His interview, coming after mostly positive comments by other Catholic Islam experts, signaled the world’s largest Christian church wanted a serious dialogue with Muslims that did not avoid some fundamental issues dividing the religions.
Read the full story here .
Tauran’s comments come after basically positive assessments by an influential Catholic Islam expert Fr. Samir Khalil Samir, S.J. and by Cardinal Angelo Scola.

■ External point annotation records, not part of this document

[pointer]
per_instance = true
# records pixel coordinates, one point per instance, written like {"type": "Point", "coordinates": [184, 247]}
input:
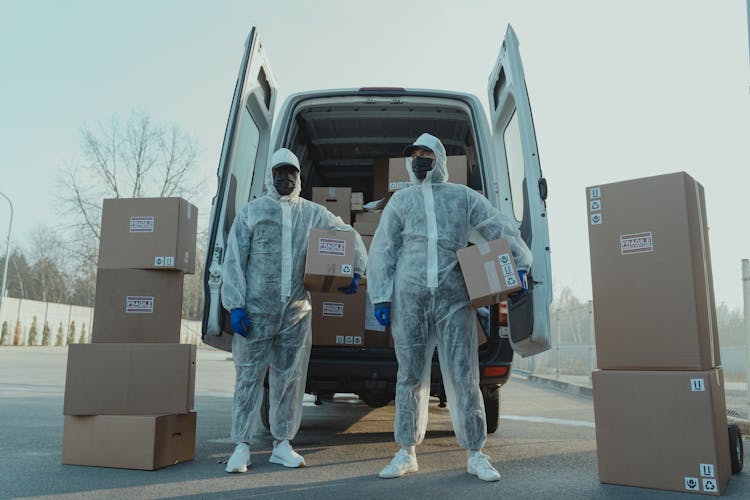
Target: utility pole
{"type": "Point", "coordinates": [7, 258]}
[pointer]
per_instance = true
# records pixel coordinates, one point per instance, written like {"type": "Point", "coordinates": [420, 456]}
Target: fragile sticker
{"type": "Point", "coordinates": [636, 243]}
{"type": "Point", "coordinates": [396, 185]}
{"type": "Point", "coordinates": [333, 309]}
{"type": "Point", "coordinates": [330, 246]}
{"type": "Point", "coordinates": [141, 224]}
{"type": "Point", "coordinates": [709, 485]}
{"type": "Point", "coordinates": [139, 304]}
{"type": "Point", "coordinates": [707, 470]}
{"type": "Point", "coordinates": [692, 484]}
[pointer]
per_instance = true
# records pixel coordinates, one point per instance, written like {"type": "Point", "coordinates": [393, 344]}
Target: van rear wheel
{"type": "Point", "coordinates": [491, 396]}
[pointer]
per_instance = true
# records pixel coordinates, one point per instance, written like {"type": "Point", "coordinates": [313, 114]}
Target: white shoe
{"type": "Point", "coordinates": [283, 454]}
{"type": "Point", "coordinates": [240, 459]}
{"type": "Point", "coordinates": [402, 463]}
{"type": "Point", "coordinates": [479, 465]}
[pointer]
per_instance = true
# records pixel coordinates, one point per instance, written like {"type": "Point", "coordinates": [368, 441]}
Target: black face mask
{"type": "Point", "coordinates": [284, 182]}
{"type": "Point", "coordinates": [421, 165]}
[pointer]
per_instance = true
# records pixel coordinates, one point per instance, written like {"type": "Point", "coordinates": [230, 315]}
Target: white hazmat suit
{"type": "Point", "coordinates": [263, 273]}
{"type": "Point", "coordinates": [413, 266]}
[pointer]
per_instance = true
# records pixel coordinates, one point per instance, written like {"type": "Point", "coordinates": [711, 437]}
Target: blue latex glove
{"type": "Point", "coordinates": [240, 321]}
{"type": "Point", "coordinates": [353, 286]}
{"type": "Point", "coordinates": [383, 313]}
{"type": "Point", "coordinates": [524, 285]}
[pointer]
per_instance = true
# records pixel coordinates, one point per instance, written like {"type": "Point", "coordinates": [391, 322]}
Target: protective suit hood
{"type": "Point", "coordinates": [439, 173]}
{"type": "Point", "coordinates": [283, 157]}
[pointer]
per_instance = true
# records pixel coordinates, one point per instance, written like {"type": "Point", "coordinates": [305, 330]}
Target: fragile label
{"type": "Point", "coordinates": [141, 224]}
{"type": "Point", "coordinates": [333, 309]}
{"type": "Point", "coordinates": [396, 185]}
{"type": "Point", "coordinates": [709, 485]}
{"type": "Point", "coordinates": [707, 470]}
{"type": "Point", "coordinates": [636, 243]}
{"type": "Point", "coordinates": [138, 304]}
{"type": "Point", "coordinates": [697, 385]}
{"type": "Point", "coordinates": [692, 484]}
{"type": "Point", "coordinates": [330, 246]}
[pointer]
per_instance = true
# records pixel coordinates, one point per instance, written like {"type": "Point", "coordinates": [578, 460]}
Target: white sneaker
{"type": "Point", "coordinates": [479, 465]}
{"type": "Point", "coordinates": [283, 454]}
{"type": "Point", "coordinates": [402, 463]}
{"type": "Point", "coordinates": [240, 459]}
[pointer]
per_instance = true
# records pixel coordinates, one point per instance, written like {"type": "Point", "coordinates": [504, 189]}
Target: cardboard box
{"type": "Point", "coordinates": [358, 199]}
{"type": "Point", "coordinates": [338, 319]}
{"type": "Point", "coordinates": [145, 442]}
{"type": "Point", "coordinates": [330, 260]}
{"type": "Point", "coordinates": [489, 271]}
{"type": "Point", "coordinates": [398, 176]}
{"type": "Point", "coordinates": [662, 429]}
{"type": "Point", "coordinates": [651, 275]}
{"type": "Point", "coordinates": [148, 233]}
{"type": "Point", "coordinates": [129, 379]}
{"type": "Point", "coordinates": [132, 305]}
{"type": "Point", "coordinates": [338, 200]}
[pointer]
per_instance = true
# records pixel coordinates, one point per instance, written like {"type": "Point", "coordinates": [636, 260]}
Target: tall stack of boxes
{"type": "Point", "coordinates": [129, 394]}
{"type": "Point", "coordinates": [659, 388]}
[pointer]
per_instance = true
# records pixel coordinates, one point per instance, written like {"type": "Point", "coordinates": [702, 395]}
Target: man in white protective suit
{"type": "Point", "coordinates": [415, 281]}
{"type": "Point", "coordinates": [263, 289]}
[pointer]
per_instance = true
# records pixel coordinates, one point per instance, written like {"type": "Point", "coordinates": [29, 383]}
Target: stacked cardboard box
{"type": "Point", "coordinates": [659, 388]}
{"type": "Point", "coordinates": [129, 395]}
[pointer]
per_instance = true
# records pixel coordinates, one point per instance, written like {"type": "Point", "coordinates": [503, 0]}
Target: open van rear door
{"type": "Point", "coordinates": [517, 160]}
{"type": "Point", "coordinates": [240, 175]}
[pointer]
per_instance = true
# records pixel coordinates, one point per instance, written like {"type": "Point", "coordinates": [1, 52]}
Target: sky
{"type": "Point", "coordinates": [618, 89]}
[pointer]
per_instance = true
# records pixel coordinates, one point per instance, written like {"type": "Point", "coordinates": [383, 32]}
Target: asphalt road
{"type": "Point", "coordinates": [545, 447]}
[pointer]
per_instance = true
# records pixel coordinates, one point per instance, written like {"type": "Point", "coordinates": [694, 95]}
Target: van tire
{"type": "Point", "coordinates": [736, 448]}
{"type": "Point", "coordinates": [265, 408]}
{"type": "Point", "coordinates": [491, 396]}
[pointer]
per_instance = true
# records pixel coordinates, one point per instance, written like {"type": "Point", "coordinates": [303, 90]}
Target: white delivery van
{"type": "Point", "coordinates": [338, 135]}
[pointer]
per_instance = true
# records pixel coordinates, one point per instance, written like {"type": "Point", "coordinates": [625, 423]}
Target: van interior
{"type": "Point", "coordinates": [337, 141]}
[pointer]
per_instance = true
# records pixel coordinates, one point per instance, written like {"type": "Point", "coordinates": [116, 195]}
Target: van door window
{"type": "Point", "coordinates": [248, 138]}
{"type": "Point", "coordinates": [514, 160]}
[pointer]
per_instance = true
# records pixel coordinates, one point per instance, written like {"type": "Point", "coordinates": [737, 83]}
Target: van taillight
{"type": "Point", "coordinates": [494, 371]}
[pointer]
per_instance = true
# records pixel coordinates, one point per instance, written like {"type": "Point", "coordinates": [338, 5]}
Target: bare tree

This is a very smart & courageous Pope. He’s going to be very caustious regarding any Muslim outreach. First of all, why are they calling for peace with Christians anyway; they’re the ones murdering and slaughtering Christians and burning churches. Maybe they’re concerned about all the Muslim conversions to Christianity. And of all the Muslims that want to leave Islam but can’t, due to Islam’s apostacy laws.